La lingua di corte e di governo restò quella francese. In politica estera si distinse per il sostegno dato al legittimismo (ovvero la monarchia assoluta) parteggiando in Portogallo ed in Spagna per i reazionari e aiutando a reprimere i movimenti dei liberali. Pur nemico dell'Austria, si alleò con essa nel 1831 per timore della Francia "riformista" di Luigi Filippo. Il movimento internazionale liberal - borghese, sorretto dai "liberi muratori" e dall'Inghilterra, lo sollecitò ad un'azione più incisiva in difesa degli interessi capitalistici, e vennero concessi al Piemonte appoggi, nonché prestiti che, per dimensione economica, non avrebbe mai potuto restituire. Anno fondamentale è il 1846 con l'elezione di Pio IX a papa, che infatti sembrò dar credito alla concezione giobertiana di un papato conscio di una missione politica all'interno della penisola italiana, per garantirne l'unità nella pluralità.
Questo andava contro alle fondamentali teorie politiche di Carlo Alberto, che prevedevano il riconoscimento di due soli poteri legittimi: quello temporale di casa Savoia e quello spirituale del Pontefice Ma andava soprattutto contro il pensiero massonico che aveva visto sempre nella dogmatica Chiesa cattolica il principale ultimo baluardo del tradizionalismo e da cui era stata bollata con la scomunica.
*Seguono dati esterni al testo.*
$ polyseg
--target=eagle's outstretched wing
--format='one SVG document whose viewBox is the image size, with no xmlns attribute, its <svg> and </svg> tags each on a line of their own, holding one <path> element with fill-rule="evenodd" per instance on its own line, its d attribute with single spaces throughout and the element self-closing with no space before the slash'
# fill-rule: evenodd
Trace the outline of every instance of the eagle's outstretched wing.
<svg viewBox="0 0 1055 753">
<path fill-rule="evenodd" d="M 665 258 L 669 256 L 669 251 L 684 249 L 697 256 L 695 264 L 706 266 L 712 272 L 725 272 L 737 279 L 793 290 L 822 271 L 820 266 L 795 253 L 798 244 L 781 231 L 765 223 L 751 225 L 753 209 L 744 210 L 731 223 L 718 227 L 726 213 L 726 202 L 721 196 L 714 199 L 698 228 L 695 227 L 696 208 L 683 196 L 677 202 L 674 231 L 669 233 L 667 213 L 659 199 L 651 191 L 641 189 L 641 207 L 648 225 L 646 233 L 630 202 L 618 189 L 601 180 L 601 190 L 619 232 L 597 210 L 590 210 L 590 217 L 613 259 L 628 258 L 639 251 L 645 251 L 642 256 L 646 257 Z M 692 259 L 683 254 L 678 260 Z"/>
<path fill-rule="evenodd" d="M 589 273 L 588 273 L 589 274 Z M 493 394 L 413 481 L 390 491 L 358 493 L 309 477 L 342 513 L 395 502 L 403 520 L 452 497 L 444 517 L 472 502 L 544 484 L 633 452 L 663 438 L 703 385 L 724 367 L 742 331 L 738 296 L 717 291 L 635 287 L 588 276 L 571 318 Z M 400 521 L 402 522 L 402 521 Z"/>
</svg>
Ecco che l'Inghilterra individua nel piccolo ma ambizioso regno sardo lo strumento per contrastare il pericolo di un Papa riformista, che avrebbe potuto convogliare su di sé le forze sinceramente volte ad avere un'Italia confederata, con al centro i tradizionali valori comuni dei popoli italiani, in primo luogo la fede cattolica. Gli stati tradizionalmente vicini alla Santa Sede, cioè l'Austria ed il Regno di Napoli divennero bersagli della lotta per il progresso.
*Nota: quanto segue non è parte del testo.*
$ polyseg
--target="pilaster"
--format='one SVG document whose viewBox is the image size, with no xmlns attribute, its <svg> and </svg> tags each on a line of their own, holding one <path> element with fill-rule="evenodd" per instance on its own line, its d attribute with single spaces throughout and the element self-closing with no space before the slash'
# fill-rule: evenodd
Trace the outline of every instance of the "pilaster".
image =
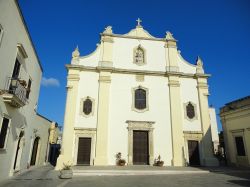
<svg viewBox="0 0 250 187">
<path fill-rule="evenodd" d="M 199 96 L 200 105 L 200 117 L 201 117 L 201 128 L 203 132 L 202 137 L 202 165 L 205 166 L 217 166 L 218 161 L 213 156 L 212 146 L 212 135 L 211 135 L 211 123 L 209 117 L 209 106 L 208 106 L 208 85 L 206 78 L 197 77 L 197 90 Z"/>
<path fill-rule="evenodd" d="M 101 71 L 99 75 L 99 99 L 97 114 L 96 156 L 94 165 L 108 164 L 108 119 L 111 73 Z"/>
<path fill-rule="evenodd" d="M 181 93 L 178 76 L 169 76 L 170 115 L 172 128 L 172 165 L 183 166 L 184 135 Z"/>
<path fill-rule="evenodd" d="M 102 55 L 99 66 L 112 67 L 113 66 L 113 38 L 112 36 L 103 34 L 101 36 Z"/>
<path fill-rule="evenodd" d="M 79 83 L 79 70 L 68 70 L 67 98 L 64 115 L 64 127 L 61 154 L 57 159 L 56 170 L 62 169 L 64 164 L 73 164 L 74 122 Z"/>
<path fill-rule="evenodd" d="M 177 41 L 170 32 L 166 33 L 166 43 L 164 47 L 166 50 L 166 71 L 179 72 Z"/>
</svg>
Molteplici furono gli strumenti utilizzati in questa battaglia che si può definire epocale: soldi, cospirazione, armi. Ma, soprattutto e per la prima volta in così vasta scala, la comunicazione. La massoneria era un grande contenitore con ramificazioni ovunque. Al di là delle idee che professava, peraltro di stampo squisitamente borghese, era il grande network, l'Internet di allora, con in più i giuramenti di sangue, il segreto, i cappucci ed i riti misteriosi. Fu introdotto il "pensiero di moda", secondo uno schema più formale che ideale, con l'abbinamento riuscito del pensiero liberista alla modernità ed al progresso, mentre la tradizione si conformava come reazione, oppressione retrograda.
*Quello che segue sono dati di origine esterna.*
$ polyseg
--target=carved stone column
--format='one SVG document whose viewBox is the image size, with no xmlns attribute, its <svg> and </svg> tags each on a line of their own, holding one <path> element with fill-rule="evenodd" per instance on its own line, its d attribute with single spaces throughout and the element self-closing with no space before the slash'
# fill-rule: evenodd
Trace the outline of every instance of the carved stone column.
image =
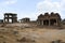
<svg viewBox="0 0 65 43">
<path fill-rule="evenodd" d="M 49 26 L 50 26 L 50 19 L 49 19 Z"/>
</svg>

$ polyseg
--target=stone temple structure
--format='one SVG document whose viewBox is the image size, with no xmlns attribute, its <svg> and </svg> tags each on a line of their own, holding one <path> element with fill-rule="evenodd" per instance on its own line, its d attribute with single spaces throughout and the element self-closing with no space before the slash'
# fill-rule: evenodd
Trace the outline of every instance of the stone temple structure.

Questa mistificazione fu portata a livelli manichei di lotta tra il Bene ed Il Male, senza esclusione di colpi e con larghezza di mezzi, raggiungendo verso metà secolo ad ottenere una sufficiente sintesi convenzionale del pensiero elitario, prima sconfitto perché troppo imperniato sui valori e frazionato. Il fine era naturalmente solo economico, come è dimostrato dai fatti: unire l'Italia per trasformarla in un ampio mercato, dove fu possibile far lavorare in fabbrica i bambini per 14 - 16 ore al giorno.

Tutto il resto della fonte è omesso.